Landa will certainly leave Sky at the end of the season and sign for a team (probably Movistar) where he is not reduced to playing second fiddle. Though a little weak in the time trials as compared to the other top contenders, the Spaniard more than makes up for it in climbing prowess. Landa has stood on the podium in the Giro and gained valuable experience with Sky this year. At 27 years, he is younger than Froome and will hope to be stronger come next year. Provided with as good a support cast as he was for Sky, Landa can be the party-pooper next year for his current teammate.
Nairo Quintana (Movistar): Quintana has already won the Giro d’Italia in 2014 and the Vuelta a España in 2016, and thrice finished on the podium in Paris. The Colombian certainly disappointed his fans by finishing out of the top ten this year, but that could be attributed to him riding his fourth successive Grand Tour. He may not repeat the mistake next year, and a rider with Quintana’s raw talent coupled with fresh legs, cannot be counted out till he is in the race.
Quintana has previously put Froome in a spot of bother on the slopes of Alpe d’Huez in 2015 and is certainly a better climber that the Brit. The only chink in Quintana’s armour is his poor time trial capabilities. In order to overcome the time lost in time trials, he would need a team with the collective might to unsettle Sky. That may not be Movistar. This will especially be the case if the Spanish team pick Landa as their leader next year. A change of team and better form could see Quintana justifying his talent and completing the holy trinity of Grand Tour victories.
Vincenzo Nibali (Bahrain Merida): Nibali already has the holy trinity in his resume, winning the Tour and Vuelta once and the Giro twice. Nicknamed “the shark” by his fans, the Italian’s hunger is far from satisfied, as shown by his third-place finish in the Giro this year. Nibali’s switch to a new team hinted at change of priorities, but it might provide him the undisputed leadership which he would not have enjoyed at Astana in Fabio Aru’s presence. The Italian will certainly have watched Froome’s discomfort this year and might already be making plans.
Some say that Nibali won the 2014 Tour because Froome had crashed out of contention and he would be keen to prove his detractors wrong next year. To do that, his team will need to recruit top talent. For a team sponsored by the government of Bahrain, there is no dearth of resources. Nibali is one of the best readers of a cycling road race endowed with supreme descending skills. With a strong team and iron will, Nibali’s attacks can draw a tactical or racing mistake from the Brit and his team next year.
Apart from the five riders listed above, the peloton would also likely comprise of talented competitors like Romain Bardet, Thibaut Pinot, Fabio Aru and the Yates brothers, Simon and Adam, who can all beat Froome on their day, but are unlikely to sustain a title-winning challenge. The 2018 route is likely to include the feared cobblestones and also a team time trial. While Froome has proved this year that tweaking the route cannot stop him, and that he can adapt to all terrains, but a different route will bring its own unique challenges, which can unsettle even the best.
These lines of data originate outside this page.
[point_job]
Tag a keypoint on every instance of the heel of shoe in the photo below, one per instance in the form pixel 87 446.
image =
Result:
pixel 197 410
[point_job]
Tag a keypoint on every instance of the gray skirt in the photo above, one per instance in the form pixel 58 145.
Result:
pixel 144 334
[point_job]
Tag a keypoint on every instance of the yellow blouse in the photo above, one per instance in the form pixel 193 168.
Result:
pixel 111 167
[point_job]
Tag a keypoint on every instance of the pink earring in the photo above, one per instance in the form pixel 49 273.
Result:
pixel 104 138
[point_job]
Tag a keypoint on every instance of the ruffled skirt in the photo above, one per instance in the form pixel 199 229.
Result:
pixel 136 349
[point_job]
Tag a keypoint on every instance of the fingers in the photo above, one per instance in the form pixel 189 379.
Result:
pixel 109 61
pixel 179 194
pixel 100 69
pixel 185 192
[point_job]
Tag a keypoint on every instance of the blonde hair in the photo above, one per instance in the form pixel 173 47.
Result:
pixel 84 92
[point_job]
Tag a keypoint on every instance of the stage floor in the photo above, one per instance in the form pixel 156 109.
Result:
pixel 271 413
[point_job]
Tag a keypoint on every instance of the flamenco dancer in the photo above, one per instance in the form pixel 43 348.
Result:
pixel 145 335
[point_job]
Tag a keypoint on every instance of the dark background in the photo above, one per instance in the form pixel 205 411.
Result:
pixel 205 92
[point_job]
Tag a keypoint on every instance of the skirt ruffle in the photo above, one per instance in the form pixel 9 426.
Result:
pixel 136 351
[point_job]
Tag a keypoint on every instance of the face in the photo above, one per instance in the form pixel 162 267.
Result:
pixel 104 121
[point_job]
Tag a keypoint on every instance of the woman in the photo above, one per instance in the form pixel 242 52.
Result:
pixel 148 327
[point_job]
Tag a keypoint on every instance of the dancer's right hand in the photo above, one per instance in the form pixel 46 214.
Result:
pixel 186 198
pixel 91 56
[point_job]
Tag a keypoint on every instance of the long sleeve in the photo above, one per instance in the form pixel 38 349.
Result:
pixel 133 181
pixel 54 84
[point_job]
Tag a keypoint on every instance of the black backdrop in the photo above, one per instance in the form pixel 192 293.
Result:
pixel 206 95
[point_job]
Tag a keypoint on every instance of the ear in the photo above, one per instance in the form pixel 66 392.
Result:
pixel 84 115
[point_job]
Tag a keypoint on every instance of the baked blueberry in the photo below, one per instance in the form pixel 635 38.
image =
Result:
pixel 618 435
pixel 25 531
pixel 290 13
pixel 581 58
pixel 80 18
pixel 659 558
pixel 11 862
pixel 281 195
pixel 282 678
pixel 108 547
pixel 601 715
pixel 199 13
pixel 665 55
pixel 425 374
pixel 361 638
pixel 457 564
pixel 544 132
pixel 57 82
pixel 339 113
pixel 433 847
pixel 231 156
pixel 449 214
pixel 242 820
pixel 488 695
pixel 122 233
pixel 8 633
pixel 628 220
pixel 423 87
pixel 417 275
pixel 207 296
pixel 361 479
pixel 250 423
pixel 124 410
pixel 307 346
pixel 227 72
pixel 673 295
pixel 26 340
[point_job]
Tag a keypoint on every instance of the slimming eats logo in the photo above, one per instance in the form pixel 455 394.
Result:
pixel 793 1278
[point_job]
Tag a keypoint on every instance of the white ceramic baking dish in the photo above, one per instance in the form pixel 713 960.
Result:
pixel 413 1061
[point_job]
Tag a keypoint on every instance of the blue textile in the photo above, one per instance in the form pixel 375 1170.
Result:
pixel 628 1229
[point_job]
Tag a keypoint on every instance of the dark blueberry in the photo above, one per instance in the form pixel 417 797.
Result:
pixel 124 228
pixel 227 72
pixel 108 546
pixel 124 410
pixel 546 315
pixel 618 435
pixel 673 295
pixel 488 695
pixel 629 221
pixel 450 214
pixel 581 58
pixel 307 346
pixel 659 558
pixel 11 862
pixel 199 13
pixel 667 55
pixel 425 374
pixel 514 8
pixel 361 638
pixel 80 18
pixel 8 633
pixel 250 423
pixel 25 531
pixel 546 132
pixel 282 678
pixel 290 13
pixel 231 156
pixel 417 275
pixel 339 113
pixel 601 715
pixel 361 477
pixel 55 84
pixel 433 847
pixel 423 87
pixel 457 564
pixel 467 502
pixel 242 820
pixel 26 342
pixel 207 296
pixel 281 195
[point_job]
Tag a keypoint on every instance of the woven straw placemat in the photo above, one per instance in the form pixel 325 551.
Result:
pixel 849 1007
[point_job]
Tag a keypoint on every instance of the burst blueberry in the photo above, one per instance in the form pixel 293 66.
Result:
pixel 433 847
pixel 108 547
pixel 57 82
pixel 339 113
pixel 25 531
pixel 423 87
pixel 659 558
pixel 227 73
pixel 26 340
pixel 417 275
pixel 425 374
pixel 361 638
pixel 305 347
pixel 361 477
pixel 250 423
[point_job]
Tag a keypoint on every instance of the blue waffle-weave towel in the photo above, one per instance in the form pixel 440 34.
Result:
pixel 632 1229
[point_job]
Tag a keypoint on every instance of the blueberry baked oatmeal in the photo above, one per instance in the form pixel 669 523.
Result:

Any of the above riders can individually challenge Froome, however, it would be even more interesting if all of them arrive at the Tour next year. The collective might of such top talent coupled with strong teams could be bigger than the sum of their parts. Their contrasting racing styles could certainly unsettle the title holders, but Sky and Froome will also come better prepared. That is the best case scenario for fans, who will get to witness an exciting and open race. Coming up in 2018, twenty one perilous stages, five (or more) hungry competitors and one legendary event. It doesn’t get much better than this and for any sports fan, it has to be manna from heaven. All we can say is — may the best man win.